I majored in journalism in college, not math, but the calculator on my computer tells me the Braves have played .625 ball in their past eight games, a stretch that started July 12 with a Saturday-night victory in San Diego. It’s nowhere near enough to drown out the Mark Teixeira trade rumors, the venomous venting of bloggers or the boo-birds who let loose with understandable vigor during two embarrassing losses at home to the Nationals last weekend.

But it’s a positive sign.

And, it’s a strategy the Braves will have to shake, pour and repeat for the next two months. If they do so, they very well can play themselves back into the race for the division championship.

Sixty-one games remain in the season. Divided into blocks of eight, Atlanta has seven eight-game blocks left on its schedule. And granted, saying this team – a squad that’s befuddled the experts, its fans and even itself with its lack of clutch hitting, its inability to win more than three games in a row since late May, its injury woes – has to play .625 ball the rest of the way is a lot like saying gas prices need to return to $1.50 a gallon.

It’d be nice to believe it’ll happen, but nobody’s exactly jumping the first flight to Vegas to bet on it.

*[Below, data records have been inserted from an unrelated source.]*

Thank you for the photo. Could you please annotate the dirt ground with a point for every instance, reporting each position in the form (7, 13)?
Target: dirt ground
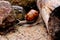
(37, 32)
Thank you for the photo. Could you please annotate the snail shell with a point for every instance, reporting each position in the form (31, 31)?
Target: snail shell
(46, 7)
(32, 15)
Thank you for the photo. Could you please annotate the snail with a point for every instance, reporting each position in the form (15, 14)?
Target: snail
(7, 17)
(32, 15)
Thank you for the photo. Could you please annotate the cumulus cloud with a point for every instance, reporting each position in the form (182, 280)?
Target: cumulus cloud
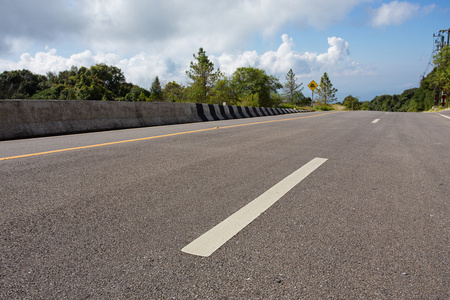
(131, 26)
(336, 60)
(396, 13)
(143, 67)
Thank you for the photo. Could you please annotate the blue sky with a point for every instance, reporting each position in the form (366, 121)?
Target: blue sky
(367, 47)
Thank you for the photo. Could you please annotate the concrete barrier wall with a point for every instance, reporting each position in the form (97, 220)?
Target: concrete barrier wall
(32, 118)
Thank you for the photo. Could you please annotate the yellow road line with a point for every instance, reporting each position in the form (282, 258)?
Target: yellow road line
(149, 138)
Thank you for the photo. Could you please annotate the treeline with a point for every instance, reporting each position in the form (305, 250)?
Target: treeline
(246, 86)
(422, 98)
(411, 100)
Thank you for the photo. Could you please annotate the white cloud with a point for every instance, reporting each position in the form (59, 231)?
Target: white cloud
(394, 13)
(336, 60)
(171, 26)
(143, 67)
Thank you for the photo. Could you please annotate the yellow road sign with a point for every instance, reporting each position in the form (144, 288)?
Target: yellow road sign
(312, 85)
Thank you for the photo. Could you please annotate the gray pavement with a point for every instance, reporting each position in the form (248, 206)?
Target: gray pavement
(109, 222)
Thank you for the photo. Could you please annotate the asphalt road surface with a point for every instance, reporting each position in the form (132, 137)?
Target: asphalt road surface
(106, 215)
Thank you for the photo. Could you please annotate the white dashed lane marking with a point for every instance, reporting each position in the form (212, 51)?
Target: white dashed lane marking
(206, 244)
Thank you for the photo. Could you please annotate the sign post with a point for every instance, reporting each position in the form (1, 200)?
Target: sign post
(312, 85)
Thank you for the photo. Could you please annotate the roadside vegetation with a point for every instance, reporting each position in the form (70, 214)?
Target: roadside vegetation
(247, 86)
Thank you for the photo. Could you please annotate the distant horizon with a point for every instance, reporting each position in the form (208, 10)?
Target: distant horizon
(368, 48)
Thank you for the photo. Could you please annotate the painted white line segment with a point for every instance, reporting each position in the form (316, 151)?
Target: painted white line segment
(444, 116)
(209, 242)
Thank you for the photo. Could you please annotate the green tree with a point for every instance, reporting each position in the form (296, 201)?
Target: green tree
(173, 92)
(351, 103)
(203, 77)
(325, 91)
(247, 82)
(441, 77)
(223, 92)
(20, 84)
(156, 90)
(292, 90)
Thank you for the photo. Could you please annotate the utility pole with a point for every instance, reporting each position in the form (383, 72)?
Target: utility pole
(440, 39)
(440, 44)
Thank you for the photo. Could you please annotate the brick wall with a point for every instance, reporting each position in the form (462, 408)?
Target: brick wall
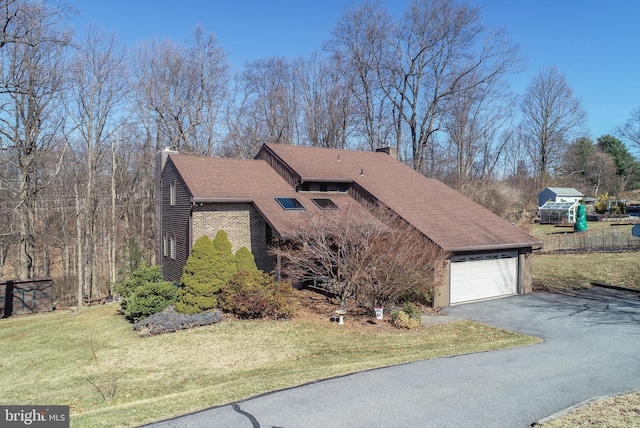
(242, 222)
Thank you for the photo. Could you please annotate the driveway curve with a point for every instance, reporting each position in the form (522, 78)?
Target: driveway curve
(590, 349)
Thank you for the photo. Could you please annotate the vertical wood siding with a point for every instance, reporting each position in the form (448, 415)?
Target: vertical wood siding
(175, 221)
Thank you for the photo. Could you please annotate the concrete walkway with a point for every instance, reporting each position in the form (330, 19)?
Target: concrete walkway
(591, 348)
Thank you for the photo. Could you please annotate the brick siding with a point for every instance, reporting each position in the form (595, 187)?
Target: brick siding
(242, 222)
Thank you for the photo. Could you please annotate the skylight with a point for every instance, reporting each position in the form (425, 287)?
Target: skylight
(325, 203)
(290, 203)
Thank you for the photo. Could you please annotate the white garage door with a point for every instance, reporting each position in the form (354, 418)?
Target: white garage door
(483, 276)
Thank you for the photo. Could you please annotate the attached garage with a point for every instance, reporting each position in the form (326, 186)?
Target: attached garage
(483, 276)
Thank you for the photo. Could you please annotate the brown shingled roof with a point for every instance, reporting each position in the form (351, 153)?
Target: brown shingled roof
(449, 219)
(241, 180)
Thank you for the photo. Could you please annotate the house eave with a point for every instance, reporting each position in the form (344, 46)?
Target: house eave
(220, 200)
(495, 247)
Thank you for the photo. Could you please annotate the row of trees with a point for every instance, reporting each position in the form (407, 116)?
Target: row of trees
(81, 117)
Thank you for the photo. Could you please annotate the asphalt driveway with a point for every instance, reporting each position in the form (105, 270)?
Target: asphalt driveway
(591, 348)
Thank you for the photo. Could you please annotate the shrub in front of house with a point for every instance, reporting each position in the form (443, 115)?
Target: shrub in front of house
(243, 259)
(252, 293)
(208, 268)
(169, 321)
(146, 293)
(407, 317)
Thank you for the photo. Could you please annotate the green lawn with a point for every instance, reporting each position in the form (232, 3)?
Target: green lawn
(110, 377)
(615, 412)
(559, 271)
(562, 271)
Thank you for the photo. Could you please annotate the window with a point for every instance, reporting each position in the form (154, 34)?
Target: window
(325, 203)
(172, 246)
(290, 203)
(172, 192)
(165, 245)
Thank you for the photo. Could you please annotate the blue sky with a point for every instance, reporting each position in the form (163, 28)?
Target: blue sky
(594, 43)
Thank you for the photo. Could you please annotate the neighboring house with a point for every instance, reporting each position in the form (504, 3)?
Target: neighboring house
(559, 194)
(558, 204)
(255, 201)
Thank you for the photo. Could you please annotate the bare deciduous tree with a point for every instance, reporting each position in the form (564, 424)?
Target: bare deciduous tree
(325, 101)
(99, 83)
(630, 130)
(552, 115)
(32, 66)
(269, 87)
(180, 91)
(365, 253)
(355, 40)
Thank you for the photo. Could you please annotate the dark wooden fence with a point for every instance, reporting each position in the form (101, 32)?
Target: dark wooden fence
(26, 296)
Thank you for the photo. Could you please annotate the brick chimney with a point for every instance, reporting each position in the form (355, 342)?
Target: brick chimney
(391, 151)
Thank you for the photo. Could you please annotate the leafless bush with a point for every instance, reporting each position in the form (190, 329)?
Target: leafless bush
(365, 253)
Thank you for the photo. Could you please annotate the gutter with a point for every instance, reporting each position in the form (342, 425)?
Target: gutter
(220, 200)
(536, 245)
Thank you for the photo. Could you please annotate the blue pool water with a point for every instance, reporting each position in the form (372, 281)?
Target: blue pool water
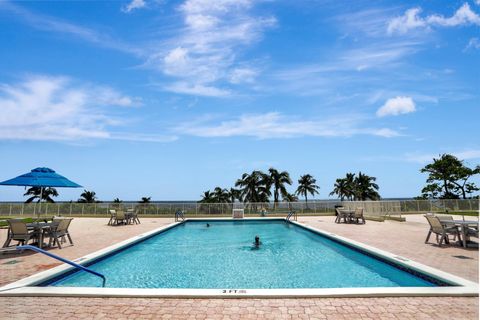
(193, 255)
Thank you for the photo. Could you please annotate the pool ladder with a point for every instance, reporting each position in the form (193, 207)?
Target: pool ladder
(51, 255)
(291, 214)
(180, 214)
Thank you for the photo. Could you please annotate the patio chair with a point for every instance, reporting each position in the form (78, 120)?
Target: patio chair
(441, 230)
(59, 231)
(338, 214)
(18, 231)
(134, 217)
(358, 215)
(120, 217)
(112, 217)
(443, 217)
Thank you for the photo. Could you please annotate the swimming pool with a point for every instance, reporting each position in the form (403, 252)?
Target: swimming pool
(222, 255)
(192, 259)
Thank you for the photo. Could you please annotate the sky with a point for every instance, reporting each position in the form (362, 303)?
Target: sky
(168, 99)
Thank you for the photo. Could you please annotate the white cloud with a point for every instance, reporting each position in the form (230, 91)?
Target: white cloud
(196, 89)
(51, 24)
(133, 5)
(61, 109)
(396, 106)
(243, 75)
(275, 125)
(412, 20)
(473, 43)
(425, 157)
(205, 52)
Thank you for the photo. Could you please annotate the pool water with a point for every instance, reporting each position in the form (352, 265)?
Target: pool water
(192, 255)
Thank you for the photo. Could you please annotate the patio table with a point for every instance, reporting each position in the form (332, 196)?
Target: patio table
(463, 225)
(38, 228)
(347, 215)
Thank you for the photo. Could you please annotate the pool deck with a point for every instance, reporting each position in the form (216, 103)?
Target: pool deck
(405, 239)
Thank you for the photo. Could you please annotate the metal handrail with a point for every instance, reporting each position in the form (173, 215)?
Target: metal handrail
(51, 255)
(179, 214)
(290, 214)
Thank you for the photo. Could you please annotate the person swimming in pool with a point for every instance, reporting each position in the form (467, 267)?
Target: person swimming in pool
(257, 242)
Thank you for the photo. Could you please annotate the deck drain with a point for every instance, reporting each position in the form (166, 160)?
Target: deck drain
(462, 257)
(401, 258)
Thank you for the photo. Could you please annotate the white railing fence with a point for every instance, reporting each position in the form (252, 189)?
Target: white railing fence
(325, 207)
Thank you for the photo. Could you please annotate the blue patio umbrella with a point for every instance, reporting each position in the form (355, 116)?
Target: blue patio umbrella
(43, 178)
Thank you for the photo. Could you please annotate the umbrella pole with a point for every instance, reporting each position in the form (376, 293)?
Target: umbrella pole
(41, 196)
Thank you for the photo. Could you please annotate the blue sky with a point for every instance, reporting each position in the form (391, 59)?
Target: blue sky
(171, 98)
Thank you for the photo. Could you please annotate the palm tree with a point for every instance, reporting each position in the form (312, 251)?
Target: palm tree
(278, 180)
(221, 195)
(254, 187)
(145, 200)
(234, 194)
(350, 184)
(42, 194)
(207, 197)
(341, 188)
(87, 197)
(306, 185)
(366, 188)
(289, 197)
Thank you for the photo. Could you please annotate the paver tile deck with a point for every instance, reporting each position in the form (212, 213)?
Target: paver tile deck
(91, 234)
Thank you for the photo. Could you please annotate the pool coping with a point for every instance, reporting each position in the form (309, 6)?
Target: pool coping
(26, 286)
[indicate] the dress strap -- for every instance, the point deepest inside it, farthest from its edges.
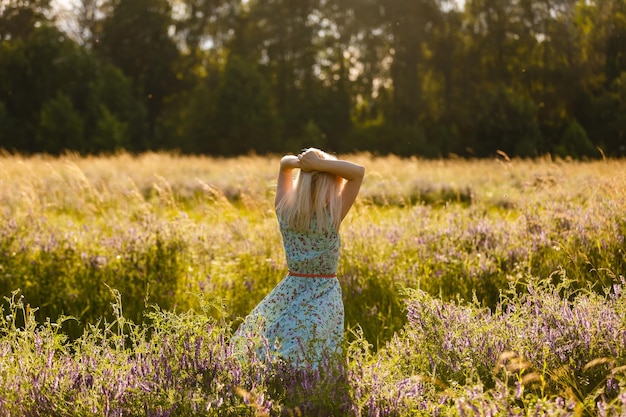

But when you say “win five out of eight,” the task doesn’t seem as daunting, does it? Winning five times in eight games basically means winning series, which – as I have opined in recent weeks – is the only realistic avenue to returning to contention.

I mean, do any of you see a nine-game winning streak in this bunch? Nope, I don’t either.

The hard part is going 5-3 over and over and over again. Remember, we’re talking about a team that’s only consistent feature is the manner in which it frustrates its fans. But in building in three losses out of each eight-win block, you’re allowing for those days when Jo-Jo Reyes can’t get out of the fourth inning, when the bats get one-hit by some dude you’ve never heard of, when the latest Braves starter makes the gingerly walk from the playing field to that crowded corner of Braves Nation known as the disabled list.

All of this may be moot by Monday morning. The Phillies are 8-1 against the Braves this season. Two losses this weekend probably forces general manager Frank Wren to push the plunger and ship Teixeira and Will Ohman and perhaps Mark Kotsay away. Time is ticking, after all, and a dud of a showing this weekend likely seals the Braves’ fate.

But if Atlanta can just replicate what it’s done the past eight games, it can make the East a four-team race to the finish. One believes that finish line falls somewhere between 85 and 88 wins.

Win five out of eight over the next 56, and Atlanta would be 83-74 with five games to go. It might take a heck of a finishing kick that final week to make it happen, and certainly, going 6-2 or even 7-1 in a couple of those eight-game blocks would make it easier to reach the finish line first. It goes without saying this plan gets blown to heck with one five- or six-game losing streak.

It may be wishful thinking to even try to figure out how this team can stay in it. But thinking about September beats thinking about 2009, especially when the calendar hasn’t even flipped to August.